Sixteen of the dead were killed in a mosque as they offered morning prayers, and a captain died leading the counter-attack against the raiders, 13 of whom were killed, Major General Asim Bajwa said on Twitter.
It was unclear if the 16 killed in the mosque at the Badaber air base in the northwestern city of Peshawar were civilians or military, he added.
"Terrorists entered camp at two points. Encounter began immediately," Bajwa tweeted. The attackers "were contained within a close area. Meanwhile a group rushed to mosque, martyred 16 offering prayers."
He posted pictures of bloodied bodies, most of them wearing black traditional Pakistani costume, known as shalwar khameez, and white running shoes.
Earlier, a military official at the base said six gunmen were killed in return fire from security guards as they tried to fight their way into the facility.
"All the terrorists were wearing explosives-laden jackets and were armed with hand-propelled grenades, mortars, AK-47 rifles," the official, who asked not to be identified, told Reuters.

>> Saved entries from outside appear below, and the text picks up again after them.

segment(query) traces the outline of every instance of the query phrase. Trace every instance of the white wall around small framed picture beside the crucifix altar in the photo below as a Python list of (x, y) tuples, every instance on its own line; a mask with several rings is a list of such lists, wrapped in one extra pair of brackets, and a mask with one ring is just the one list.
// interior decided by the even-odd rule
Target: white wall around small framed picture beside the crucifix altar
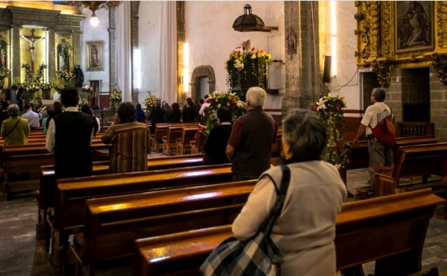
[[(110, 87), (110, 43), (109, 43), (109, 12), (108, 10), (96, 10), (99, 24), (96, 27), (91, 26), (89, 20), (91, 10), (85, 8), (82, 13), (87, 15), (81, 22), (81, 68), (84, 72), (84, 83), (88, 85), (89, 80), (102, 80), (101, 92), (108, 92)], [(103, 71), (87, 71), (87, 41), (103, 42)]]

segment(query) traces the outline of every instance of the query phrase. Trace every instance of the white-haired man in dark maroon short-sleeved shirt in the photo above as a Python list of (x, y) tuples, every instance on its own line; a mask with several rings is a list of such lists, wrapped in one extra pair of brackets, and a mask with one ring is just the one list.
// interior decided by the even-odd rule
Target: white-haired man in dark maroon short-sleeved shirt
[(233, 181), (257, 179), (270, 168), (278, 127), (263, 110), (266, 95), (261, 87), (251, 87), (245, 100), (247, 112), (233, 126), (226, 147), (226, 156), (233, 163)]

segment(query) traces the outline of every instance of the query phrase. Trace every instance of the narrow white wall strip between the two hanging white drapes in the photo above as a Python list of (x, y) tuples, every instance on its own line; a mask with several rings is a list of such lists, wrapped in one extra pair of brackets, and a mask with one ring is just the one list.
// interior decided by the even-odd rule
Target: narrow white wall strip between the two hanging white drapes
[(160, 2), (140, 1), (138, 17), (138, 48), (142, 72), (138, 101), (142, 103), (148, 91), (160, 97)]

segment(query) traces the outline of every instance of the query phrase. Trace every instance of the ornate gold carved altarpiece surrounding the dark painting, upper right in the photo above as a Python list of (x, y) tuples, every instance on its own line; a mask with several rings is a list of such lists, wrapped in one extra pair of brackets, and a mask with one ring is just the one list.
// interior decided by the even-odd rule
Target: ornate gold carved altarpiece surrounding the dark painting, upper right
[(355, 1), (357, 65), (383, 87), (392, 67), (434, 66), (447, 85), (447, 1)]

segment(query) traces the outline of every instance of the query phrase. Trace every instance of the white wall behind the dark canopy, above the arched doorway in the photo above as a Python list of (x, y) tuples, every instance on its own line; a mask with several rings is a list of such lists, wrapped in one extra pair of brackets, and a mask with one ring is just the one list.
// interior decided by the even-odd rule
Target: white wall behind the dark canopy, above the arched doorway
[[(233, 22), (244, 13), (247, 3), (251, 5), (252, 13), (261, 17), (266, 26), (279, 27), (279, 30), (270, 33), (234, 31)], [(189, 72), (192, 73), (197, 66), (212, 66), (217, 90), (221, 92), (228, 91), (223, 63), (242, 41), (250, 39), (251, 47), (268, 52), (272, 50), (275, 55), (273, 59), (284, 60), (284, 50), (278, 51), (274, 45), (271, 45), (272, 49), (269, 48), (269, 40), (284, 43), (283, 1), (186, 1), (185, 21), (186, 42), (189, 42), (191, 57)], [(279, 39), (274, 38), (277, 36)], [(191, 76), (189, 80), (191, 82)]]

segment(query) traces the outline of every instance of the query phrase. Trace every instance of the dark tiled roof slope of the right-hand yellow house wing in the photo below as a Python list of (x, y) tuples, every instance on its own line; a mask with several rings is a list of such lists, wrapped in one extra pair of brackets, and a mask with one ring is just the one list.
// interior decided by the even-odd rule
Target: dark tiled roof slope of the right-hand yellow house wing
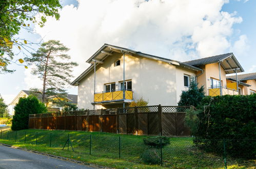
[(199, 66), (199, 65), (205, 65), (205, 64), (212, 64), (218, 61), (221, 61), (229, 56), (233, 55), (233, 53), (225, 53), (221, 55), (211, 56), (211, 57), (205, 57), (201, 59), (196, 60), (190, 60), (185, 61), (185, 64), (191, 65), (191, 66)]

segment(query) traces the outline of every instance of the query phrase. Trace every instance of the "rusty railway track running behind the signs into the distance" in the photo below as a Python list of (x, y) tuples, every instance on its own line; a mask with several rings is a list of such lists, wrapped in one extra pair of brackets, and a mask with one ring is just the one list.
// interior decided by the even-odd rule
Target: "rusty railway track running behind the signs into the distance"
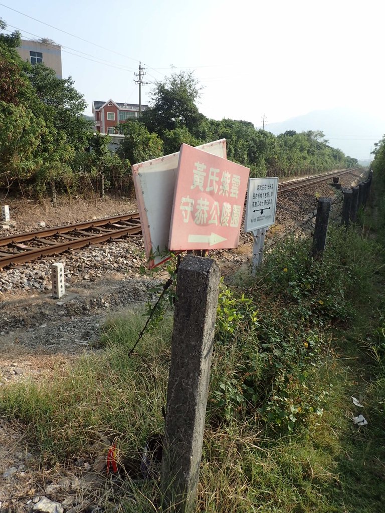
[[(336, 171), (315, 177), (279, 184), (278, 194), (307, 187), (354, 171)], [(117, 215), (111, 218), (56, 226), (34, 232), (0, 238), (0, 270), (11, 264), (24, 264), (40, 257), (63, 253), (142, 232), (139, 213)]]

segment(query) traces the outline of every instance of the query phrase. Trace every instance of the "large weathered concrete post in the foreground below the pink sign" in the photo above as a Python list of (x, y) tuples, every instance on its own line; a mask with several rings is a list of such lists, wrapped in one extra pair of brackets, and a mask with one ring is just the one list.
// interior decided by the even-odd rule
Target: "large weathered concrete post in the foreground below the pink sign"
[(169, 512), (194, 511), (219, 279), (211, 259), (187, 255), (179, 266), (161, 472)]

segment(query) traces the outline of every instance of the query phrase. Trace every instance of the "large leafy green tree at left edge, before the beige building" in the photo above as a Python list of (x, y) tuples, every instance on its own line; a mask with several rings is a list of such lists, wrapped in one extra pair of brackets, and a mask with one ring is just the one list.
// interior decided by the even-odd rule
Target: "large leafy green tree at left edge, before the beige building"
[[(0, 28), (5, 27), (2, 21)], [(28, 181), (40, 192), (52, 180), (68, 186), (69, 164), (92, 133), (81, 115), (86, 103), (70, 78), (23, 62), (18, 45), (18, 32), (0, 34), (0, 184)]]

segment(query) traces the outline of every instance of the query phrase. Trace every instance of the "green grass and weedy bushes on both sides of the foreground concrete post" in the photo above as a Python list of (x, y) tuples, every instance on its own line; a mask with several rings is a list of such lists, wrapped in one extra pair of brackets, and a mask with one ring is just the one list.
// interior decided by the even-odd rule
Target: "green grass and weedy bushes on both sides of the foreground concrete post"
[[(322, 261), (286, 239), (256, 278), (221, 283), (197, 511), (382, 510), (385, 202), (372, 200), (364, 228), (330, 227)], [(158, 510), (159, 464), (143, 447), (164, 425), (174, 284), (163, 296), (139, 342), (146, 318), (127, 313), (106, 324), (103, 350), (0, 391), (42, 464), (82, 456), (107, 482), (98, 464), (114, 443), (120, 485), (93, 498), (104, 511)]]

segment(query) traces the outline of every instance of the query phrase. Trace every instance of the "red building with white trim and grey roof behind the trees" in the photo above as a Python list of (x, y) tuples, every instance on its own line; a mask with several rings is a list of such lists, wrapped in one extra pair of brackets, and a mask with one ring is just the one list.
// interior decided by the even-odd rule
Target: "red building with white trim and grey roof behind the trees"
[[(142, 105), (142, 111), (147, 105)], [(135, 119), (139, 115), (139, 105), (132, 103), (119, 103), (113, 100), (107, 102), (92, 102), (92, 114), (95, 123), (95, 131), (100, 133), (115, 133), (115, 126)]]

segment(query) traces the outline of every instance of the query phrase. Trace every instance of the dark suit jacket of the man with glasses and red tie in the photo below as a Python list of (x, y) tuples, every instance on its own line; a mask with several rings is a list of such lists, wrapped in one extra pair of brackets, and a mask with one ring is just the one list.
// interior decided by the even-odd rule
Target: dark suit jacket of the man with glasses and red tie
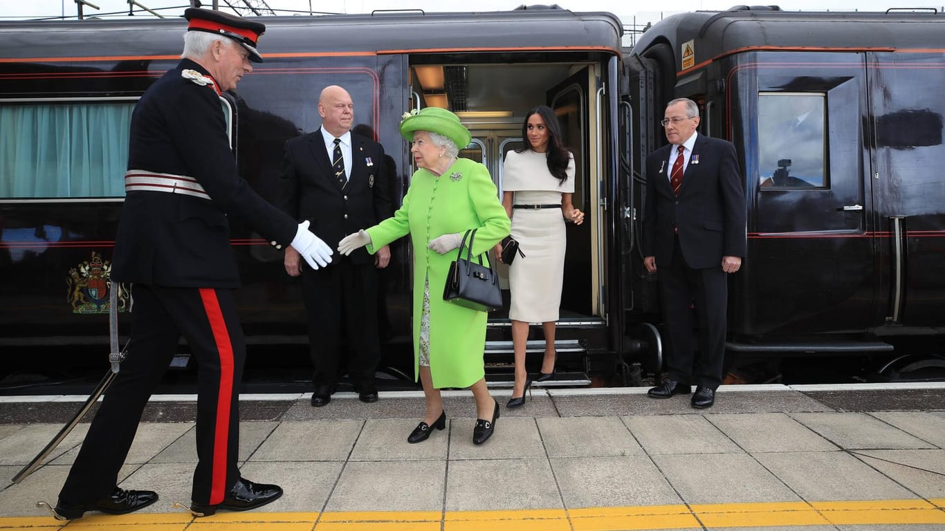
[(644, 256), (656, 256), (657, 267), (669, 264), (679, 228), (679, 247), (692, 268), (720, 266), (723, 256), (744, 257), (746, 204), (735, 146), (696, 136), (679, 197), (666, 176), (672, 148), (662, 146), (646, 157)]

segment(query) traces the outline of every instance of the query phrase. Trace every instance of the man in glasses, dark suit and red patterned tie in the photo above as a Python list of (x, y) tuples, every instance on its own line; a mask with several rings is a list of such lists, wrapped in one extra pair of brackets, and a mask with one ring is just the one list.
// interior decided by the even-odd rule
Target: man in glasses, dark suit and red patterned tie
[(669, 102), (662, 125), (670, 144), (646, 157), (644, 266), (660, 269), (669, 374), (648, 394), (658, 399), (689, 394), (695, 383), (692, 405), (705, 408), (715, 402), (722, 382), (726, 275), (738, 271), (746, 253), (745, 193), (735, 147), (696, 133), (696, 102)]

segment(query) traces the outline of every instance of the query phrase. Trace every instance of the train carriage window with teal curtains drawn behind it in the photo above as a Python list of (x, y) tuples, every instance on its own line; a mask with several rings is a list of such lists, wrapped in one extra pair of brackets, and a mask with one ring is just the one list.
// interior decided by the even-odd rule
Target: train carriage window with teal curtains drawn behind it
[(134, 102), (0, 104), (0, 198), (124, 197)]

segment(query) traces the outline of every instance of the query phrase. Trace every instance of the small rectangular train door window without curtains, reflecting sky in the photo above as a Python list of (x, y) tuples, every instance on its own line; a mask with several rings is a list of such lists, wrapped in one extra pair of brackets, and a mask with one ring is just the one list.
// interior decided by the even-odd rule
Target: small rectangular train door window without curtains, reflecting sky
[(826, 188), (826, 95), (761, 93), (758, 97), (762, 189)]

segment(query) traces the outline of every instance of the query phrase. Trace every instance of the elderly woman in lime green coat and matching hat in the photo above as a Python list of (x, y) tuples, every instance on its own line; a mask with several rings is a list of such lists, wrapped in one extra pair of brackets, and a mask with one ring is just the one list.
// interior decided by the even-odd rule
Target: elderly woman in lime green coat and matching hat
[(472, 442), (488, 439), (499, 418), (499, 404), (486, 386), (483, 351), (486, 313), (446, 302), (442, 295), (450, 264), (459, 253), (463, 233), (477, 229), (472, 254), (479, 255), (506, 237), (511, 226), (486, 166), (458, 159), (472, 135), (450, 111), (428, 107), (405, 114), (401, 135), (413, 142), (410, 152), (418, 170), (404, 204), (381, 223), (350, 234), (338, 243), (349, 254), (369, 252), (410, 234), (414, 249), (414, 368), (426, 397), (426, 415), (407, 437), (421, 442), (431, 428), (446, 427), (439, 389), (470, 387), (477, 417)]

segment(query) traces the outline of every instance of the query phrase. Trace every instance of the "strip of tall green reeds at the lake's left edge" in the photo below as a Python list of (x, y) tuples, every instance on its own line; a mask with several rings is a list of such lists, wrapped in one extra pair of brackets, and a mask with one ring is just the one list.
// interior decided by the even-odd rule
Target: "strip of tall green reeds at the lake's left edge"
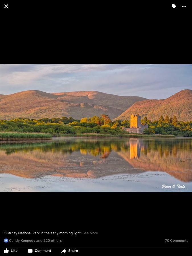
[(20, 141), (20, 140), (46, 140), (51, 139), (51, 134), (46, 133), (16, 133), (0, 132), (0, 141)]

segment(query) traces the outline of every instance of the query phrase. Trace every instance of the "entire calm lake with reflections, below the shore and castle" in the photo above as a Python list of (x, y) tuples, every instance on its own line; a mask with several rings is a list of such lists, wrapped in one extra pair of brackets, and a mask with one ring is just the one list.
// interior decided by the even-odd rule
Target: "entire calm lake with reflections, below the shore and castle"
[(189, 192), (191, 144), (190, 138), (0, 142), (0, 191)]

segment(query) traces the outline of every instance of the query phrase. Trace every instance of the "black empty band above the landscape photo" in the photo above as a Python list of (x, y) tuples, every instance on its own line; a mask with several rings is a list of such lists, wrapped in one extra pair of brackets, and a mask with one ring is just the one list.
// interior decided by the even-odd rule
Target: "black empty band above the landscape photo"
[(3, 63), (188, 63), (191, 1), (1, 0)]

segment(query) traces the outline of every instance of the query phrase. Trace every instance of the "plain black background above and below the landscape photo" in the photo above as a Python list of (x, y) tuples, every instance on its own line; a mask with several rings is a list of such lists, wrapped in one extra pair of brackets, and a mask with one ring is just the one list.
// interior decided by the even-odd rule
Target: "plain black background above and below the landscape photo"
[[(169, 1), (7, 3), (8, 10), (0, 9), (1, 63), (191, 61), (190, 2), (186, 9), (173, 9)], [(165, 239), (190, 241), (190, 193), (0, 193), (0, 197), (2, 246), (3, 230), (98, 232), (94, 237), (62, 238), (65, 245), (75, 246), (166, 245)], [(81, 252), (122, 255), (122, 250), (129, 253), (132, 249), (90, 247)], [(133, 250), (154, 254), (188, 253), (188, 249), (134, 247)]]

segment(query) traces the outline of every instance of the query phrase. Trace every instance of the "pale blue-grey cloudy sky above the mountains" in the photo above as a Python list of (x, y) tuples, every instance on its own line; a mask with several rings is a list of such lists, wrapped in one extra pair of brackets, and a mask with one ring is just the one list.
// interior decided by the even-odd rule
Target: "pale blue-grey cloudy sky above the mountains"
[(192, 64), (0, 64), (0, 94), (99, 91), (164, 99), (192, 89)]

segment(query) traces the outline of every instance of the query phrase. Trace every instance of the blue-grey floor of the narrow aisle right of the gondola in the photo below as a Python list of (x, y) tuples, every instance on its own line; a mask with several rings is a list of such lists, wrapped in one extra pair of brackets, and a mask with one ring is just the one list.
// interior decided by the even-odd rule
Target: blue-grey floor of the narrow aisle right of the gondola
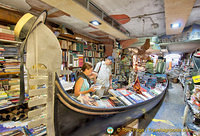
[(142, 136), (181, 136), (184, 93), (181, 84), (169, 84), (164, 101)]

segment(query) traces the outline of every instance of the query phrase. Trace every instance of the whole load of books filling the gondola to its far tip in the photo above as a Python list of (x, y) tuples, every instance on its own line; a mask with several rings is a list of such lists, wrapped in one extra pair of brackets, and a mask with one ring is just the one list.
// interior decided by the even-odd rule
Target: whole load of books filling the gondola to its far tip
[[(104, 108), (131, 106), (158, 96), (164, 91), (167, 85), (163, 83), (157, 83), (156, 76), (144, 76), (143, 78), (146, 79), (147, 82), (144, 82), (143, 84), (139, 83), (140, 91), (134, 90), (137, 89), (134, 88), (134, 86), (129, 86), (127, 89), (109, 89), (109, 95), (106, 97), (94, 99), (94, 97), (87, 96), (86, 98), (86, 96), (84, 96), (82, 97), (81, 103)], [(164, 78), (165, 77), (163, 77), (163, 79)], [(151, 79), (151, 81), (149, 79)]]

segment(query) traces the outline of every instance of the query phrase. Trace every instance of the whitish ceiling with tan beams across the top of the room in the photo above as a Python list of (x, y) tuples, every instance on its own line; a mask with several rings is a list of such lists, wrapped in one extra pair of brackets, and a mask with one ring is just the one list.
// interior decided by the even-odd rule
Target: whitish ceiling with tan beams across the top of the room
[[(183, 28), (200, 24), (200, 0), (91, 0), (98, 9), (116, 19), (121, 28), (129, 32), (124, 34), (105, 22), (105, 17), (96, 17), (97, 12), (95, 13), (94, 9), (85, 9), (84, 1), (86, 0), (1, 0), (0, 4), (36, 15), (46, 9), (49, 21), (62, 24), (76, 33), (99, 41), (166, 35), (172, 23), (169, 20), (172, 18), (182, 18)], [(89, 23), (91, 19), (98, 20), (102, 24), (93, 26)]]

Military officials were searching villages near the base, which is about 10 km (6 miles) south of the center of Peshawar city, he added.
Explosions and gunfire could still be heard more than three hours after the attack began, nearby residents said, while television broadcast images of helicopters hovering above the base with police and ambulances gathered outside.
Ambulances took about 20 wounded military to hospital, said rescue official Bilal Ahmed.
"We proudly claim responsibility for the attack on Pakistani air base," Taliban spokesman Muhammad Khorasani told Reuters. This base is being used by fighter jets for bombing us."
The number of attacks in Pakistan has fallen around 70 percent this year, as the military has launched an offensive against Taliban bases along the Afghan border and government ha stepped up measures to fight militancy.
That follows a massacre at a military-run school last December that killed about 150 people, almost all of them children.
But militants still strike high-value targets, despite the fall-off in attacks. The home minister of Punjab province was among 16 people killed in a suicide attack last month.